Spyryx Biosciences is developing next-generation therapeutics for obstructive lung diseases, with a particular focus on Cystic Fibrosis and COPD. Our commitment goes beyond innovation; we aim to empower patients and their families who bravely face these challenges every day. By leveraging cutting-edge research and technology, we are working to create targeted therapies that not only improve lung function but also enhance overall quality of life. We prioritize patient-centric approaches, ensuring that our solutions are informed by real-world experiences and needs. Together, we strive to make a meaningful difference in the lives of those affected by these diseases, fostering hope and resilience in the fight for better health.

OUR STORY 

Spyryx Biosciences is a biopharmaceutical company developing novel therapeutics for obstructive lung diseases.  The Company was formed in 2013 by our scientific founder, Dr. Robert Tarran, based on his discovery of a previously unknown mechanism used by the lung to regulate fluid on the airway surface.  This mechanism is dysfunctional in the lungs of CF patients and is believed to be a root cause of the progressive loss of fluid in the airways of the lung that leads to the unfortunate cycle of mucus dehydration and accumulation, bacterial colonization, immune response and tissue scarring, loss of lung function, and all too often, early death.

Inhalation Solution

Spyryx’s lead investigational product is an inhaled peptide in clinical development to treat CF-related lung disease for all disease-causing mutations.It  has demonstrated compelling evidence of the ability to enhance airway liquid volumes in CF patient cells and to restore mucus clearance in animal models of dehydration induced lung disease.
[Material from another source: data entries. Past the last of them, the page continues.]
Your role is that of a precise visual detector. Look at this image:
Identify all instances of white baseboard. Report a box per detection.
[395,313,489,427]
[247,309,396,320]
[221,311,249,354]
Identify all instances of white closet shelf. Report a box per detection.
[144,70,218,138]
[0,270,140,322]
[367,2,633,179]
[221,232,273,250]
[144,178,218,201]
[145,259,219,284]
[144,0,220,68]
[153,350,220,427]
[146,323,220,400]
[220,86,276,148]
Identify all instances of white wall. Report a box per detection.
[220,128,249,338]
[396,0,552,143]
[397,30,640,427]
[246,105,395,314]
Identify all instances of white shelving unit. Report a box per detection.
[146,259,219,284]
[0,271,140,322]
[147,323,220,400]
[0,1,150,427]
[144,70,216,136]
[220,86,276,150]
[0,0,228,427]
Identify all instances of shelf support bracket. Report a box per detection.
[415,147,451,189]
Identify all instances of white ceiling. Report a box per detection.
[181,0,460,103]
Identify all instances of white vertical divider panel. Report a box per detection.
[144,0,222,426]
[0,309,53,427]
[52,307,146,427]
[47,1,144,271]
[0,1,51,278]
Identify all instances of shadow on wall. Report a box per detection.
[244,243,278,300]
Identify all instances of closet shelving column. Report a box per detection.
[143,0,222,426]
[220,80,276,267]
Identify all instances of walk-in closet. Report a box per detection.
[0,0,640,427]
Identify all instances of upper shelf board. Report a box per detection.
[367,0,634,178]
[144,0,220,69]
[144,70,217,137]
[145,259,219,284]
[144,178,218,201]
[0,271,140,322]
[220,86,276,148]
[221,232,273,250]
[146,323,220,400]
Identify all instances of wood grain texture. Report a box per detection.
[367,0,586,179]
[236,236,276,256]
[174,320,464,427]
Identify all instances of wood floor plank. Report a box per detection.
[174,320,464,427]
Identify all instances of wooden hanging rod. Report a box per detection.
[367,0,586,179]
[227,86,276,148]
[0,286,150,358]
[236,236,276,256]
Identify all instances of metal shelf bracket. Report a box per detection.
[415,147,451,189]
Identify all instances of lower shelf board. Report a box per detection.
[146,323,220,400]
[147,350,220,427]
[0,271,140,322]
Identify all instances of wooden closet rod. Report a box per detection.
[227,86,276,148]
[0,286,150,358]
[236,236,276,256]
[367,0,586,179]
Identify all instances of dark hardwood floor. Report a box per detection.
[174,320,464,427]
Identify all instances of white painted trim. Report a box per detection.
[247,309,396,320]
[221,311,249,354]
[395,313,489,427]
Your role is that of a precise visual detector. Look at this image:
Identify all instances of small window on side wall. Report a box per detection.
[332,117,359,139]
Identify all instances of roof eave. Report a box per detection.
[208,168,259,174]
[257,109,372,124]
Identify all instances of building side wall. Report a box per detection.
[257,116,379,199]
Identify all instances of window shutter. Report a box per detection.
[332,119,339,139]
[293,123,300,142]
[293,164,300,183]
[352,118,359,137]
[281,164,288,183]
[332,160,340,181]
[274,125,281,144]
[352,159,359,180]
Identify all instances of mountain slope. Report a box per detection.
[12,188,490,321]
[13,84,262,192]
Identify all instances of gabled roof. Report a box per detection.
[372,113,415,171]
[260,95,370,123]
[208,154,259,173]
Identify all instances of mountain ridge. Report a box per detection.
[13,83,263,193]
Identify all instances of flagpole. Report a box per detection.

Spyryx’s product  specifically targets epithelial sodium channels (ENaC) on the airway surface, causing reduction in channel density by cellular internalization. This novel mechanism mimics the airway’s normal regulation of ENaC surface density, decreasing absorption so that fluid is retained on the airway surface. Enhancing fluid levels restores hydration to the resident mucus and promotes its clearance via airway cilia, a process called mucociliary clearance.

Building on the strength of the preclinical and toxicology data  , Spyryx initiated clinical development, completing Phase 1 studies in healthy volunteers and subjects with CF. 

Cystic Fibrosis is a genetic disease that impacts the body’s ability to regulate the flow of salt and water across epithelial membranes, resulting in loss of fluid volume. The respiratory tract is one of the most profoundly affected, causing dehydration-induced lung disease that begins with depleted airway surface liquid and accumulations of dry, sticky mucus and leads to chronic inflammation, recurrent infections, and reduced ability to breathe. Airway fluid dehydration in CF is mediated by ENaC, which are dramatically over-expressed in this disease.

HOPE (Hydration for Optimal Pulmonary Effectiveness) 

Clinical Trial Design:

A randomized, double-blind, placebo-controlled phase II study to evaluate the efficacy and safety of the Inhalation Solution in subjects with cystic fibrosis is underway in Canada, the United Kingdom, France, and Portugal. Additional clinical sites are pending in Italy.

This study will evaluate the efficacy, safety and tolerability of the Inhalation Solution for 28 days in adults 18 – 50 years of age who have a confirmed diagnosis of cystic fibrosis. All CFTR mutations are eligible for this study.